Arduino Due + WIFI Module Actual Realised Data Rate

Hey Guys!

This is my first time on this forum, and I am quite excited to start exploring the world of Arduino! I am supposed to be exploring
different hardware platforms for my seinor design project, and the Arduino Due with it's fast clock, large bank of SRAM, and 1 Msps ADC caught my eye.

I am wanting to implement something similar to a wireless oscilloscope, where I offload data from the ADC using DMA to a circular SRAM Buffer, before pushing it out over WIFI to a Windows machine on a WLAN.

I was wondering though, what kind of data rates are people actually seeing over UDP with the Arduino Due and it's WIFI module?
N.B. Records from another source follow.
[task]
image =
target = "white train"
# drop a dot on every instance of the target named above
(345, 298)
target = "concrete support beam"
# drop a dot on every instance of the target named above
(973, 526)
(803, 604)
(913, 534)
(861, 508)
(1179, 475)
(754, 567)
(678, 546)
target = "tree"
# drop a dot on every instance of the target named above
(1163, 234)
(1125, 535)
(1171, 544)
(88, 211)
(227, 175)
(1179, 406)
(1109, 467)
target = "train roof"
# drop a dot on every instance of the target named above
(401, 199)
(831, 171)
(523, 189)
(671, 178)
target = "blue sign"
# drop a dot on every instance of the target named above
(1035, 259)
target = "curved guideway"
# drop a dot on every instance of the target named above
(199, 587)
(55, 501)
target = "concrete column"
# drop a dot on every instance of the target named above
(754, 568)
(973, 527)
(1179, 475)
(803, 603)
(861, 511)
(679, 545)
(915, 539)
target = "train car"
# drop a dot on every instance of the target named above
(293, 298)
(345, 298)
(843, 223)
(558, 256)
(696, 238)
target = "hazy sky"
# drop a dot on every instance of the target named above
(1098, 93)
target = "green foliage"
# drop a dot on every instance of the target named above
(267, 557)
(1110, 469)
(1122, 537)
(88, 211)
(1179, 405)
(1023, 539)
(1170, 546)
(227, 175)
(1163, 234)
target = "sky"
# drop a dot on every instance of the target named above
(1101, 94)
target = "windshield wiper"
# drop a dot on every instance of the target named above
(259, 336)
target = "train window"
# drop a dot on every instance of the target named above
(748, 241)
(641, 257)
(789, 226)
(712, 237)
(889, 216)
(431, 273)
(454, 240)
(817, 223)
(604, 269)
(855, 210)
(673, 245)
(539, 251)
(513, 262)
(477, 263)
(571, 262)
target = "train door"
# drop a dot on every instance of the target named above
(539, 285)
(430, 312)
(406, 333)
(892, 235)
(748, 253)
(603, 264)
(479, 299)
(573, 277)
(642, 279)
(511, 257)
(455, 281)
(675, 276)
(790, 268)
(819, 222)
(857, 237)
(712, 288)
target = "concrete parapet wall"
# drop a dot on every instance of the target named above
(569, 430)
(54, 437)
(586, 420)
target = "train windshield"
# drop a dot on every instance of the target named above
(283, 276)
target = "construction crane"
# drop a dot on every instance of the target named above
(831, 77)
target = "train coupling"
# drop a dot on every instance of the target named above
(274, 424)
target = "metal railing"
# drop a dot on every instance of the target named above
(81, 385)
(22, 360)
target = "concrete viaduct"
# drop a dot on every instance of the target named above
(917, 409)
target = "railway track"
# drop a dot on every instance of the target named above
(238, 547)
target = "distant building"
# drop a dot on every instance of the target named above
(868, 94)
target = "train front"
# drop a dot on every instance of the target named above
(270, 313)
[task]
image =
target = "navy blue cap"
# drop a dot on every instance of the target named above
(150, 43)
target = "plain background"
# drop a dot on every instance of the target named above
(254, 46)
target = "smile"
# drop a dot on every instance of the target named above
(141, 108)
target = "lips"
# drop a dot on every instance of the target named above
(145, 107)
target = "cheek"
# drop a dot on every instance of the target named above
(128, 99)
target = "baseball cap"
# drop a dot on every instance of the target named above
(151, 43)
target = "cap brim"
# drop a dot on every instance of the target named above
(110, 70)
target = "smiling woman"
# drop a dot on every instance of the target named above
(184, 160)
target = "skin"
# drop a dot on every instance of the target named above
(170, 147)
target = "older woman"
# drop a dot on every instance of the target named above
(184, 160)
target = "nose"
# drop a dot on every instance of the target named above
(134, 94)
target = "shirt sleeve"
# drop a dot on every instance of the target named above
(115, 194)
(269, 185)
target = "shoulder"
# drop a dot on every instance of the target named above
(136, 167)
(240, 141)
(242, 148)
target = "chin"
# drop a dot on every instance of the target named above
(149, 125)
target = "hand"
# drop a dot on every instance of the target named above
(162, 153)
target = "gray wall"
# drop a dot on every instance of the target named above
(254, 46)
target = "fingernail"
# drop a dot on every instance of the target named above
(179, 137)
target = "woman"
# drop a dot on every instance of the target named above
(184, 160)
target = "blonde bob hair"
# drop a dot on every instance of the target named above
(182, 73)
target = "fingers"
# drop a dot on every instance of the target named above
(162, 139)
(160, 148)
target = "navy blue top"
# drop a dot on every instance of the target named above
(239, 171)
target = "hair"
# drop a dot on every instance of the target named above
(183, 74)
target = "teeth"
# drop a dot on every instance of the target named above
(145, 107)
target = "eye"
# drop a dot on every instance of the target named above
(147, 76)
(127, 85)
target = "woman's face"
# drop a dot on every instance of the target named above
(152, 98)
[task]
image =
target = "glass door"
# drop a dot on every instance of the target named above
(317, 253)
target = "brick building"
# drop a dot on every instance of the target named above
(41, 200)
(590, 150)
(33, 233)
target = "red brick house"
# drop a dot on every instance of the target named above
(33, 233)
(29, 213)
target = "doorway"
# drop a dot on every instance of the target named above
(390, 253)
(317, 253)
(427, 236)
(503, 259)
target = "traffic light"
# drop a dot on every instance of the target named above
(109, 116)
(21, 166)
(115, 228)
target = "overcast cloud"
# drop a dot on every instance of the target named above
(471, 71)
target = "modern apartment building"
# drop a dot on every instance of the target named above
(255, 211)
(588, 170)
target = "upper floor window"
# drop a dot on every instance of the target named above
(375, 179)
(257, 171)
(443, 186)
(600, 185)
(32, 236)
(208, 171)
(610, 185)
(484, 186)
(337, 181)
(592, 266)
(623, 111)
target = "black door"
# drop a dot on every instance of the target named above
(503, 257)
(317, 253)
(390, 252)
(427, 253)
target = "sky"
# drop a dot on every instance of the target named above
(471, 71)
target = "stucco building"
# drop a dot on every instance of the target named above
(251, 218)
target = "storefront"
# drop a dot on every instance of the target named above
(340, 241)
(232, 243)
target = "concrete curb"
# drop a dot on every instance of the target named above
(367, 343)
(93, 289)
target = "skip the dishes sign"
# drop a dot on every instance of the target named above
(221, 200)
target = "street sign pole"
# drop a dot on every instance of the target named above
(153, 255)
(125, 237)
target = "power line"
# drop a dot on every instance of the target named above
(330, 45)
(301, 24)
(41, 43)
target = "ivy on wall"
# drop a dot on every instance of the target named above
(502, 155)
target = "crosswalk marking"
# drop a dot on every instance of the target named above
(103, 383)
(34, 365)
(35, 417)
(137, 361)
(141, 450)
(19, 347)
How fast I can load data off the Arduino board will determine both the resolution and max sampling rate that I can run the ADC at. I am fearful of a bottleneck in moving data from the SRAM to the WIFI module for transmission.

If anyone on here has experience in ramming data through the WIFI module at alarming rates, I would really like to either discuss this here, or via PM.

Cheers!

Jeremy

I was wondering though, what kind of data rates are people actually seeing over UDP with the Arduino Due and it's WIFI module?

This seems like the sort of thing you should be measuring, and experimenting with, as part of your project.

I am fearful of a bottleneck in moving data from the SRAM to the WIFI module for transmission.

The bottleneck will not be getting data from memory to the WiFi shield.

If anyone on here has experience in ramming data through the WIFI module at alarming rates, I would really like to either discuss this here, or via PM.

Does alarmingly slow count?

large bank of SRAM

Not really. The Due's SRAM may be too small for the application. The biggest problem you face is LATENCY, the random & unpredictable delays on the network. You must have a buffer large enough to cache data waiting for send/response latency. For an oscilloscope to cover merely the audio range you need 300K samples/sec. Perhaps that works OK but nothing faster. Note that USB hi-speed oscillosopes have a megabyte or more even though USB has much lower latency.

Paul, you stated that getting the data from the SRAM to the WIFI shield would not be the bottleneck, could you explain why you think so? I did some looking, and I don't remember finding the SPI Slave max clock speed for the WIFI shield, could you shed some light on this?

Joe, when you are speaking about the audio range, I assume you mean up to 44khz signal correct, with 5X sampling? If I could sample that range, I would actually be quite happy. My goal is to eventually use this Arduino as a platform for instrumentation and many signals from instruments have frequencies far lower than 44Khz.

As far as latency was concerned, where you considering the case in which the PC and arduino are the only members on the network? For now, I am considering a use case for only WLAN, no wide area data transfer.

Joe, when you are speaking about the audio range, I assume you mean up to 44khz signal correct, with 5X sampling? If I could sample that range, I would actually be quite happy. My goal is to eventually use this Arduino as a platform for instrumentation and many signals from instruments have frequencies far lower than 44Khz.

Given this restriction you should be OK.

You may wish to check out this kickstarter. A 'deluxe' DUE board with networking built-in, actually cheaper with no need for a shield I preordered during the campaign. The board has not yet shipped, but they have shipped the previous product.

http://www.kickstarter.com/projects/digistump/digix-the-ultimate-arduino-compatible-board-with-w

jlangfo5:
I am wanting to implement something similar to a wireless oscilloscope, where I offload data from the ADC using DMA to a circular SRAM Buffer, before pushing it out over WIFI to a Windows machine on a WLAN.

when you refer to Msps I'm envisaging a system needing quite a high bandwidth pipe from the ADC to the PC. I'd have thought that an RPi would be a better platform for that since it has a much more capable network stack, more CPU power and RAM available and so on.

Things to consider though about going with the RPI, first it doesn't have an integrated ADC, so DMA from the ADC to RAM would not be possible. The data would need to be read over SPI from an external ADC chip (not impossible, but another challenge to overcome for fast reading).

Secondly, the RPI normally runs some flavor of Linux, the official distribution runs Debian. The code that is both transferring data from the ADC to the RAM, and then to the WIFI Transmitter would no longer be the only code that is running, meaning that your execution could be pre-empted so something else could run.

With the CPU clocking at nearly 100 times faster though, it would probably still offer better performance.

I would say the simple answer of why I chose the arduino due was for the simplicity of having most of the data path integrated in on one board, with code already being written to control the WIFI module.